Able Seedhouse + Brewery: Fresh, modern taproom in the Northeast Brew District


The stakes are pretty high when you open a brewery in the Highlight Center. It’s mere blocks from Indeed, 612, Bauhaus, and Sociable Cider Werks, not to mention the rest of the Northeast brew scene. So what is Able Seedhouse + Brewery doing differently in an environment that’s already crawling with breweries?

Eventually they’ll malt their own barley. For now, they’re brewing more craft beer that, based on response at their soft opening, is another solid contributor to the local community. Able is opening with four beers: House red, Two Sparrows wheat pale ale, First Light IPA, and BLK WLF stout, including BLK WLF on nitro and a cold press non-alcoholic beer soon to come. 

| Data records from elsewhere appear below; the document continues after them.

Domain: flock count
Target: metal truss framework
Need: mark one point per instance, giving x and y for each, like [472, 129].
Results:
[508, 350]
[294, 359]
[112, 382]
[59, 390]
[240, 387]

The beers that stood out were BLK WLF stout, House red, and First Light IPA. BLK WLF is a dry and sessionable stout, perfect for the chilly temps right now and easy drinking enough to have a few without stumbling over. Easy drinking like Guinness, but a little lighter on the stomach. The nitro version gives a creamier, heavier mouthfeel but it’s still not as thick-bodied as most stouts on market. It’s just heavier than a porter and without that watery feel.

Despite being called a red, House is a little more IPA than red ale. It lacks that malty sweet finish the style often features and profiles as very hop-forward, bitter with a balanced sweetness that evens out without an overt malt roast flavor. Two Sparrows is a unique beer, but not a standout. It’s filtered, so it pours clear and yellow. It’s also hop-forward with a very dry, piney finish that feels more akin to a British-style IPA than a pale ale or wheat beer. The dry finish multiplies as the pint inches toward the bottom. All the beers are very clean, leaning toward their styles but with an American craft twist, notably a hop bouquet in the WPA and red. First Light IPA is both juicy and bitter, soft and easy to drink. Think somewhere in the middle between a Summit EPA and a Deschutes Fresh Squeezed.

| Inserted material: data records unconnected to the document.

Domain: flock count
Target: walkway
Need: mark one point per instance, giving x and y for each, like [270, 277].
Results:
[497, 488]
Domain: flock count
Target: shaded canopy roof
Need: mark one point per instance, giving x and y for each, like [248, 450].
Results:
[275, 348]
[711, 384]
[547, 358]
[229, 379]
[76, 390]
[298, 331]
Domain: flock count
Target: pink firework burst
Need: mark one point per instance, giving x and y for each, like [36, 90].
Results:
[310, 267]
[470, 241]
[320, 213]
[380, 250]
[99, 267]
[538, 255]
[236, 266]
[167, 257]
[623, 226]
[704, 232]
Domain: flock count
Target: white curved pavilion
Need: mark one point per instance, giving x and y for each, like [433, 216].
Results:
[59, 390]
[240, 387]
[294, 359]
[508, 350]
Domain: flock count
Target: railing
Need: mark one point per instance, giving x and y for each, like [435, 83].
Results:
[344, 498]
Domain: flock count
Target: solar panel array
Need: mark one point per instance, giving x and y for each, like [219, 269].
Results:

The space is open and beautiful, crafted mostly by local artisans and laid out something like a cafeteria with a big bar for orders in the center and community and individual tables set up along the walls. The décor merges metal and wood, and there’s a dominant patch of reclaimed wood comprising the bar in the center of the room. The open space and high ceilings make it welcoming, inviting; it feels larger than it is.

There’s ample seating, spaces to stand and rest your beer as well, and (bonus points) it has an even bigger parking lot. With garage doors that will open in the springtime, the patio will expand the space and look just across Broadway at hot dog dive Uncle Franky’s.


With the brew-tone already well-established in Northeast, Able doesn’t feel like a copycat. Indeed has the old-time brick charm; Bauhaus has the party; and 612 has the comfort. Able is the in-between. It’s neither industrial minimalism nor overhyped amenities. Instead, it feels more like a coffee shop or art space where they make their own products. It’s a fitting vibe for any startup in the Arts District.

Able Seedhouse + Brewery is now open at 1121 Quincy St. NE.